Bennett CM, Baird AA, Miller MB, and Wolford GL. (submitted) Neural Correlates of Interspecies Perspective Taking in the Post-Mortem Atlantic Salmon: An Argument For Multiple Comparisons Correction.

This is the ‚first‘ blog and I knew at once what it should be about: The new findings that heavily criticize the general findings of neuroimaging studies. A summary in German can be found in one of the lastes issues of ‚Gehirn und Geist‘ (04-09, p.69) by Prof. Fritz Strack. Let’s look what is problematic besides the fact that neuroimaging studies do permanently perform a false logical conclusion, because they attribute characteristics of ‚whole‘ human beings solely to their brains and neglect the rest of the body (and the mind)??

Telepolis published a short summary of the research of Edward Vul, a PhD student at the MIT in cambridge (USA) on ‚voodoo correlations‘ and ’non-independence error.‘  In a first article he and colleagues write about artifical exaggerated correlations between voxels and external variables.
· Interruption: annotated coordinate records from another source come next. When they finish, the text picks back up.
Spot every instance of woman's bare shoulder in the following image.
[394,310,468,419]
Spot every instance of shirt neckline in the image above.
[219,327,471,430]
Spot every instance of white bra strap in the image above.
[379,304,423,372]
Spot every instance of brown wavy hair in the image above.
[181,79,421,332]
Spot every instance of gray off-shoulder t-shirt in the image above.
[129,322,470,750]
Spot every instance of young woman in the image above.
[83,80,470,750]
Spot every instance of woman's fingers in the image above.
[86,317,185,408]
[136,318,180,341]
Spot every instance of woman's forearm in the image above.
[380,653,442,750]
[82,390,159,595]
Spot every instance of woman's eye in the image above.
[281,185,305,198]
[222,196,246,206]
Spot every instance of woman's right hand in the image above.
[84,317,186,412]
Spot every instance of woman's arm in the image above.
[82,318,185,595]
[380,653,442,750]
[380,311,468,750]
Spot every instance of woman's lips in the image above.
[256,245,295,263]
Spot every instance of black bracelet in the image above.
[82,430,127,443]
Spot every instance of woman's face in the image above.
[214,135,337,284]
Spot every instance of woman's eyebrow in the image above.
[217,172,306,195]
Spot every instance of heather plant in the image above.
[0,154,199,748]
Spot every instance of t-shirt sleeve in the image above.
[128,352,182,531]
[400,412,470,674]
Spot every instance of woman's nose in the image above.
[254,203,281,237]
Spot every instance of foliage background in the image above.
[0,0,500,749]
These correlations are sometimes higher than the reliabilities 😉 which is far from being realistic! This was found not only in one, but in many studies that were re-analyzed … and not to mention all those articles that were published in high rated journals (but not re-analyzed). Additionally, in another article Edward Vul and colleagues concentrate on the selection of the analyzed brain areas (voxels). These were not independent from the behavior measurements that were done at the very same time. This means that from thousands of voxels those were selected for further analyses that showed a maximum correlation with the external behaviour measurements. Of course all further statistical relationships were high – but are they real or a methodological artefact? – that’s another story to be told.

Another article from Sirotin & Das (Nature 457) questions one of the most basic assumptions of neuroimaging studies: the covariation of local brain activity and blood flow. In an experimental study with animals the authors compared the neuronal firing of cells (direct measurement of cell firing) with the intensity of the blood flow. The results showed that both parameters did not correlate continuously with each other.
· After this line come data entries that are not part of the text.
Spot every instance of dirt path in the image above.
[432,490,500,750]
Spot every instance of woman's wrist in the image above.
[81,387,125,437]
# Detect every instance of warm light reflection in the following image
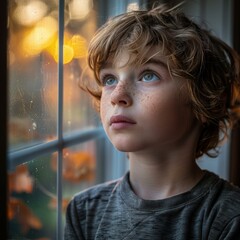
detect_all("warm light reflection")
[22,17,58,55]
[13,0,48,26]
[68,0,92,20]
[53,44,74,64]
[70,35,87,58]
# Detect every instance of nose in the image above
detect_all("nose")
[111,83,133,107]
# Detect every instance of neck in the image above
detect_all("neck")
[129,154,203,200]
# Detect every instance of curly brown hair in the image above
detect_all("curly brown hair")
[81,5,240,158]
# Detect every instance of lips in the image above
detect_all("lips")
[110,115,136,129]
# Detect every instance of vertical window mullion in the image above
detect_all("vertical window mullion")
[56,0,65,240]
[0,0,8,239]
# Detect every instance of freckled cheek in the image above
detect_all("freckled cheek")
[100,94,111,124]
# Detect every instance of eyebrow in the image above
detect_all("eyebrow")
[100,57,168,72]
[143,58,168,69]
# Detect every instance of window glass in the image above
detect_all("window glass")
[8,0,58,150]
[62,141,99,223]
[8,153,57,239]
[63,0,98,133]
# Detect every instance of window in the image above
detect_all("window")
[4,0,238,240]
[7,0,138,239]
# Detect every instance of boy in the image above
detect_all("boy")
[65,5,240,240]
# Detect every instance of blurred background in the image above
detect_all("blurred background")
[0,0,240,240]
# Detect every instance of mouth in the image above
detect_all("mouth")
[110,115,136,130]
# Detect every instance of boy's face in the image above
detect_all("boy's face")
[100,49,199,152]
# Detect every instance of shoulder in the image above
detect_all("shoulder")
[205,172,240,239]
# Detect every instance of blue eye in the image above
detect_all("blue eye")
[141,72,159,82]
[102,76,118,86]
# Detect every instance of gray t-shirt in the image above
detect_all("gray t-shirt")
[64,171,240,240]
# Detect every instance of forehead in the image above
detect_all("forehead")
[100,46,168,70]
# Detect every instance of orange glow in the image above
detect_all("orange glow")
[70,35,87,58]
[13,0,48,26]
[22,17,58,55]
[53,44,74,64]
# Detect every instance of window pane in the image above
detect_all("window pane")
[8,0,58,150]
[62,141,99,219]
[8,153,57,239]
[63,0,98,133]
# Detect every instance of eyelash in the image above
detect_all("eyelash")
[100,74,117,86]
[139,69,161,81]
[100,69,161,86]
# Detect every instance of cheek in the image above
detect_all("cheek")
[100,95,109,124]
So what now? At first we should congratulate the cited researchers for their courage and the journals also for their courage to publish these important findings. What is needed in neurobiology and neuroimaging studies is a methodological discussion. Results should not or even must not be discussed without giving importance to methodological questions. Other disciplines like psychology or sociology have regular discussions of this kind (although sometimes the discipline does not considers change, e.g. ask a German psychologist why nobody does  Bayesian statistics?). I don’t like the last sentence of so many articles like ‚further research is needed,‘ but this time I think – yes – these findings have to be understood properly and the experiments that led to their results have to be repeated.
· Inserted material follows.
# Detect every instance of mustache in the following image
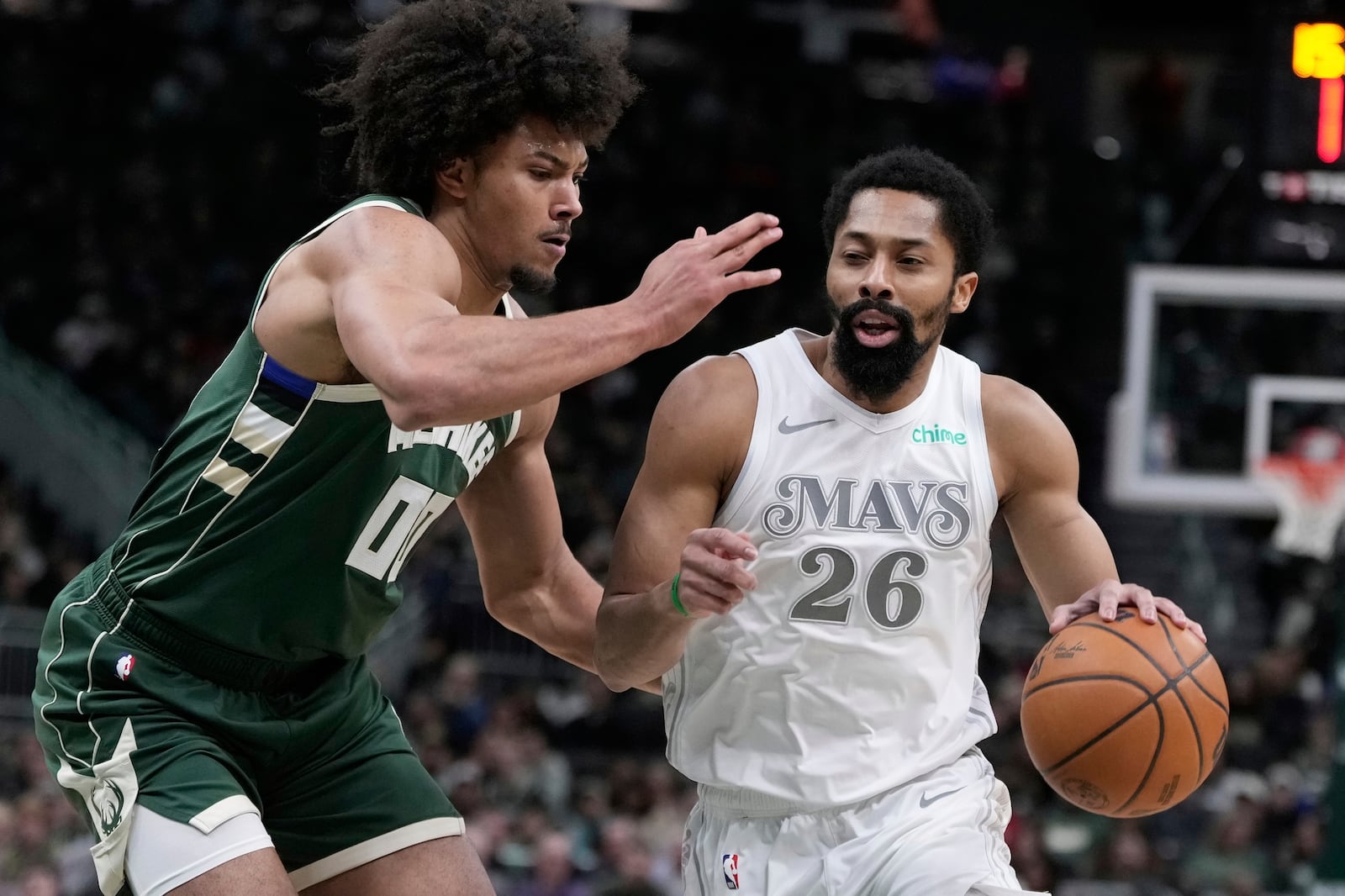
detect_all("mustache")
[831,298,916,334]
Sirotin, B. Y. & Das, A. (2009). Anticipatory Haemodynamic Signals in Sensory Cortex not Predicted by Local Neuronal Activity. Nature 457, 475–479.

Vul, E., Harris, C., Winkielman, P. & Pashler, H. (in press/ 2009). Voodoo correlations in social neuroscience. Perspectives on Psychological Science.

Vul, E. & Kanwisher, N. (in press/ 2009). Begging the question: The non-independence error in fMRI data analysis. To appear in Hanson, S. & Bunzl, M. (Eds.). Foundations and Philosophy for Neuroimaging.